2) What is to be done

As can be seen from the preceding paragraph, annotation of the K. lactis genome is a effort to extend, correct and complete the current work.
Most focus is needed on functional annotation, which is currently missing, and which should be a cornerstone for the genome analysis. Several specific tools have been designed to aid annotator in this regard (see below), as this should constitute the most important part of the work.
Several aspects of annotation have not yet been fully incorporated in the database, including information about RNAs, introns, promoters, non transcribed elements in general. This should be gradually done in the near future, maybe after I get a little more feedback on these features and the best way to deal with them.
Annotators are expected to give an appreciation on each gene's current annotation (if it exists) :
-in case of problem they should submit their own annotation after a careful evaluation of all data pertaining to a particular gene (see below), otherwise they can leave the current one untouched.
-in case an ORF has been wrongly attributed the status of a gene (there are cases), it can be deleted.
-in case an ORF is obviously a gene and has been overlooked in the automatic annotation stage, if can be added, and annotator must provide an annotation.
-Any gene that can be identified with good confidence ( i.e the annotation says it is “probably“ an already known gene because the similarity is good) should be classified in a function category according to 2 different schemes:

MIPS - CYGD functional classification
This classification is specifically designed for YEAST. It's main advantage is that it based on the considerable knowledge of yeast genetics and biology. It's main disadvantage is that is too specific for people working outside the fungi field.

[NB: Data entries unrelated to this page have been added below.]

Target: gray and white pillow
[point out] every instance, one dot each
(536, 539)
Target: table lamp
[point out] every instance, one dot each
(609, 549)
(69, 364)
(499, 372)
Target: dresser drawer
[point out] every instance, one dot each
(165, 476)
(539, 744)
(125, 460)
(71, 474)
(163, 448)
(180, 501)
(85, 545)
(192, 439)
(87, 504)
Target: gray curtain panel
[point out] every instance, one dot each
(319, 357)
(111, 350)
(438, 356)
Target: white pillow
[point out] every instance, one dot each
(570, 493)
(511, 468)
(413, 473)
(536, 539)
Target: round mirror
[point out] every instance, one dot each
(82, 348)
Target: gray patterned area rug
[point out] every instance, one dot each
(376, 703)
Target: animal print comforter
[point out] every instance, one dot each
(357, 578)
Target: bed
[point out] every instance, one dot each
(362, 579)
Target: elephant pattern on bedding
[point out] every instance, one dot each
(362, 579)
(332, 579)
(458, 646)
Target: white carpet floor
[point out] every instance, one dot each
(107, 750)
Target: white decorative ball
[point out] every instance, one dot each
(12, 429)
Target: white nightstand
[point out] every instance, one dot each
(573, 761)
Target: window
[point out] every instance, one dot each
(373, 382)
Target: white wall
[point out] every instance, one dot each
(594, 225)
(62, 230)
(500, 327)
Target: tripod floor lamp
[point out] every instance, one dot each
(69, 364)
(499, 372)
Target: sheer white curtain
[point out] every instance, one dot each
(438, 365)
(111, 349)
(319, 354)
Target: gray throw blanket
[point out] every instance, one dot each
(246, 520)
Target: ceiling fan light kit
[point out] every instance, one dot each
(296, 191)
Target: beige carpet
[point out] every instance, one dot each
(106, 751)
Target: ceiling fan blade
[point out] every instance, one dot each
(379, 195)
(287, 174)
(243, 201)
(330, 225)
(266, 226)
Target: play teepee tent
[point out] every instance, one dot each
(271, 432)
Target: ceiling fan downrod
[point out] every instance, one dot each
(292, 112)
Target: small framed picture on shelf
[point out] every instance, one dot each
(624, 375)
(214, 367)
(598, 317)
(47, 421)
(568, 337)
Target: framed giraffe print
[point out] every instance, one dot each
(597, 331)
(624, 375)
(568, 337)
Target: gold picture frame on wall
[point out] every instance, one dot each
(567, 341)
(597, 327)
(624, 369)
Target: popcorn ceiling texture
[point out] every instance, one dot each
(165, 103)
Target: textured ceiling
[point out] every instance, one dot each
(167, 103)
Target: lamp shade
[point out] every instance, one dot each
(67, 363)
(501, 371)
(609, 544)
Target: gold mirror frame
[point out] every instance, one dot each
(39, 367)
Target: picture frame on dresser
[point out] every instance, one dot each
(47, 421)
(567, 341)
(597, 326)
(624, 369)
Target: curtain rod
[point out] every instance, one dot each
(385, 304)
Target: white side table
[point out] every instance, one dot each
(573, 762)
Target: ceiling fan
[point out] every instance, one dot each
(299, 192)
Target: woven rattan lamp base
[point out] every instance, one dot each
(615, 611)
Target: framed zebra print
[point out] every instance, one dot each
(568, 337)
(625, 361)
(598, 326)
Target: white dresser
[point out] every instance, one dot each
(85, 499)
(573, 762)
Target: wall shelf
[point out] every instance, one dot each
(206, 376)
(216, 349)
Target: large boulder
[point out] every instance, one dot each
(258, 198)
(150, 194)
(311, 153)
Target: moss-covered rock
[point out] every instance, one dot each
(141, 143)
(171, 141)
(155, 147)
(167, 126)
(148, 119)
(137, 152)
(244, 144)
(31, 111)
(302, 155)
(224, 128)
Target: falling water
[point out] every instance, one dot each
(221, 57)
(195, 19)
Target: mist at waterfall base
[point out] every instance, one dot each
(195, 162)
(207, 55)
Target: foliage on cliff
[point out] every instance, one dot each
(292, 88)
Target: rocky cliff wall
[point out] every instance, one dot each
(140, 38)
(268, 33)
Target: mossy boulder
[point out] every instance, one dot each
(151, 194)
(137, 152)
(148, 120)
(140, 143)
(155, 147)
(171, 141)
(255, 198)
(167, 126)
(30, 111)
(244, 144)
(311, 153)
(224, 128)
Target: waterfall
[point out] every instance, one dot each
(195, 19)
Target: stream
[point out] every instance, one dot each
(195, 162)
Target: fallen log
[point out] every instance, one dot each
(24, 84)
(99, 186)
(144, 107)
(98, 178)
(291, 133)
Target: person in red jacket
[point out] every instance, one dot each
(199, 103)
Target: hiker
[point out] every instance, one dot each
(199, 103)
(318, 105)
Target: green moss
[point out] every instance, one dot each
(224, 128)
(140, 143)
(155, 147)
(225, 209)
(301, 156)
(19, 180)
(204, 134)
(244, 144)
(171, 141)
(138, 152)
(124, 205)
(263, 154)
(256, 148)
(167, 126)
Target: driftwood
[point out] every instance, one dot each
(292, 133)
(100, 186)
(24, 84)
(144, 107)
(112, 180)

NIH - Koonin KOG : clusters of orthologous genes
This a functional classification of genes based on orthology groups in completely sequenced genomes within large domains : procaryotes (archaea+ bacteria) or eucaryotes. The main advantages are that it's wildly accepted among various biologists communities, and a big effort is made on predicting the function of so far hypothetical and/or poorly characterized genes. The main disadvantage is that it does not deal specifically with the needs of fungi biologists.

Whatever the respective pros and cons of each system, annotators are requested to attribute a functional annotation in BOTH classification schemes. Although the various functional categories in each system are different , and sometimes don't overlap quite obviously, functional attribution in each system should not be contradictory with the other one as much as possible.

3) How to do the work

For this, you'll need two things:

a) access the information about each ORF
b) submit your annotation after careful evaluation

All links for access and annotation submission can be found on the K.lactis Annotation Page

ACCESSING INFORMATION:

Every ORF (all 30727 of them) from K. lactis genomic sequence has been matched against several public databases (trEMBL, SWISSProt, YEAST,C. albicans,Pfam, KOG, self match) , and all results have been compiled in a database called "Matches in Public databases"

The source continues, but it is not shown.